India dismissed on Friday charges leveled by Pakistan of raising a wall along a disputed border between the two countries in violation of United Nations resolutions, saying Islamabad’s letters to the world body were old and contradictory.
External affairs ministry spokesperson Vikas Swarup said two letters by Pakistan’s permanent representative to the UN, Maheela Lodhi, were written earlier this month and India was aware of its contents. He rejected allegations that India wasn’t engaging in bilateral dialogue.
“The first letter written on September 4, states there was no bilateral dialogue. After that, the BSF and Pakistan Rangers have met. So the letter contradicted itself as there was a dialogue,” Swarup said.
“As far as the second letter is concerned, I believe it is based on a submission made by Salahuddin, who India considers a terrorist.”
Lodhi wrote to Russian ambassador Vitaly Churkin, president of the security council, alleging India was planning to construct a 10-meter high and 135-feet wide embankment (wall) along the 197-km Line of Control between India and Pakistan.
The planned wall was to convert the LoC “into a quasi international border”, the letter said.
Swarup countered the allegations, saying India would respond appropriately if the UN took any action.
“If no action is taken by the UN, it itself tells that nobody has taken cognizance”, he said.
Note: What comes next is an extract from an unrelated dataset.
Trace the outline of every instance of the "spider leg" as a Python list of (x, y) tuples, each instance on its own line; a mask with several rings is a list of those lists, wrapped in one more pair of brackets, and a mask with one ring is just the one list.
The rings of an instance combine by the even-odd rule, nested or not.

There was no fresh letter from Pakistan to the UN, he added.
Pakistan-based militant outfit, Hizbul Mujahideen, had earlier claimed India was building a “great wall” along the troubled Line of Control.
“In order to turn Kashmir into a prison, India is busy in constructing a great wall on using Israeli made concertina wires and it is the collective responsibility of both Pakistani and Kashmiri leadership to foil the designs of India,” said Hizb spokesperson Salim Hashmi, quoting the organisation’s chief commander Syed Salahuddin.
The controversy comes in the way of heightened tensions between the two countries at the sensitive border with multiple ceasefire violations that have resulted in several civilian deaths on both sides.
The border state of Jammu and Kashmir has also been hit with a spate of terrorist attacks, including a deadly ambush on a Border Security Force convoy that left two soldiers dead and an earlier terror strike in Punjab’s Gurdaspur district that killed seven people. In March, back-to-back terror attacks also killed several people.